Quality Control & Preprocessing
Raw methylation data requires extensive preprocessing to remove technical artifacts and ensure reliable downstream analysis. Our pipeline implements a comprehensive QC workflow:
Raw Data Import
Import IDAT files from Illumina 450K/EPIC arrays using the minfi R package, which provides robust methods for handling raw methylation data.
# R code for importing IDAT files
rgSet <- read.metharray.exp(targets = targets)
mSet <- preprocessRaw(rgSet)
Sample Quality Assessment
Evaluate sample quality metrics including detection p-values, bisulfite conversion efficiency, and overall signal intensity. Samples failing QC thresholds are removed.
Probe Filtering
Remove unreliable probes including those with high detection p-values, cross-reactive probes, and probes containing SNPs that could affect methylation measurements.
Normalization
Apply normalization to correct for technical biases in the methylation data, including probe type bias (Infinium I vs II) and batch effects.
# Normalization using BMIQ method
mSetNorm <- preprocessFunnorm(rgSet)
mSetBMIQ <- BMIQ(mSetNorm)
Batch Correction
Apply ComBat to remove batch effects while preserving biological variation related to disease status. This step is crucial when integrating data from multiple sources.
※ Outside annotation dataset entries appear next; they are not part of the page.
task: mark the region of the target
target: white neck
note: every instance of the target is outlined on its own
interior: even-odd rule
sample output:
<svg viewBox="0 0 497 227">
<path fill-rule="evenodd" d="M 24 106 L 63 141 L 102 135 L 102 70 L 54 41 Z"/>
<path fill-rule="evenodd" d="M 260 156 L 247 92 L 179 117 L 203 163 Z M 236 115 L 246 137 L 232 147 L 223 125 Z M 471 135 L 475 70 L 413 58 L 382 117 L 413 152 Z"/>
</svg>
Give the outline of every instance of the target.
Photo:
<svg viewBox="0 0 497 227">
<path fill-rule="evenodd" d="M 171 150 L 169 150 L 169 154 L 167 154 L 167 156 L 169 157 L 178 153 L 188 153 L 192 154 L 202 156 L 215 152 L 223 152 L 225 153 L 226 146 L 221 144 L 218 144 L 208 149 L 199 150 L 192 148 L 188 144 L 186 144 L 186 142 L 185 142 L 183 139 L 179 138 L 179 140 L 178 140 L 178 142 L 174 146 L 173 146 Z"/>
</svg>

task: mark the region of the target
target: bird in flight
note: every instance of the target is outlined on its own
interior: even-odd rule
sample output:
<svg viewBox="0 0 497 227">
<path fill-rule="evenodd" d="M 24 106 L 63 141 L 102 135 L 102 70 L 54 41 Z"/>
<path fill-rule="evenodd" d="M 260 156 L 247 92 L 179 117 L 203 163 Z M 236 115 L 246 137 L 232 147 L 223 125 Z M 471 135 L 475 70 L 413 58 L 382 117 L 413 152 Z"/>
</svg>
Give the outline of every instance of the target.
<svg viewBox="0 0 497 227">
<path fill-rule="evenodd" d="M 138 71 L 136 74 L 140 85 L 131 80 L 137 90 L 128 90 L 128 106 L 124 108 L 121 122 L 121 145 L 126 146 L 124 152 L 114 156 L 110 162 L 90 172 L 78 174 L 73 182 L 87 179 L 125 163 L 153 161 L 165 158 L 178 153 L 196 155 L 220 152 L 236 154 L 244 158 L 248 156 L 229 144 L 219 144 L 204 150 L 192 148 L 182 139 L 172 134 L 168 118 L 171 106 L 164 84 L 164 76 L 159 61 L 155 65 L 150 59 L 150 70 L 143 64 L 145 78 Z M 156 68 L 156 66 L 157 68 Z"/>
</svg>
Cell Type Composition Estimation
Estimate cell type proportions in blood samples using reference-based deconvolution methods, as cell type heterogeneity can confound methylation analyses.
Feature Selection
From the ~450,000 CpG sites measured on the arrays, we selected a refined feature set of approximately 1,280 CpG sites based on differential methylation analyses and biological relevance.
Differential Methylation Analysis
We identified differentially methylated positions (DMPs) between ME/CFS, Long COVID, and control samples using linear models with empirical Bayes moderation, adjusting for age, sex, and estimated cell type proportions.
Biological Pathway Enrichment
We prioritized CpG sites in genes involved in pathways relevant to ME/CFS and Long COVID pathophysiology, including immune function, energy metabolism, and stress response.
Machine Learning Feature Importance
We used feature importance scores from preliminary random forest models to identify CpG sites with high discriminative power for classification tasks.
The final feature set of 1,280 CpG sites was selected to balance model performance, biological interpretability, and computational efficiency. This feature set captures the most relevant epigenetic signals while reducing noise and redundancy.
Data Transformation
Before feeding the data into our transformer model, we apply several transformations to optimize model performance:
Beta to M-Value Conversion
Convert beta-values (0-1 scale) to M-values (logit transformed) to improve statistical properties for downstream analysis. M-values have been shown to have better statistical characteristics for differential methylation analysis.
Z-Score Standardization
Standardize M-values to have zero mean and unit variance across samples, which helps with model convergence and makes features comparable in scale.
Tokenization
Group CpG sites into tokens based on genomic proximity or functional relationships, creating a structured input format for the transformer model.
Data Augmentation
For training data, we apply subtle augmentations to improve model robustness, including small random noise addition and simulated batch effects.
Model Training & Validation
Our transformer model is trained using a rigorous cross-validation approach to ensure robust performance and generalizability:
Self-Supervised Pretraining
The transformer is first pretrained using masked value prediction on the entire dataset (without using diagnostic labels). This allows the model to learn the inherent structure of methylation data.
Fine-tuning with Cross-Validation
The pretrained model is fine-tuned for the diagnostic classification task using 10-fold stratified cross-validation to ensure robust evaluation.
Hyperparameter Optimization
We use Bayesian optimization to tune key hyperparameters, including learning rate, dropout rate, and model architecture parameters.
Independent Validation
The final model is evaluated on a completely independent validation cohort to assess real-world performance and generalizability.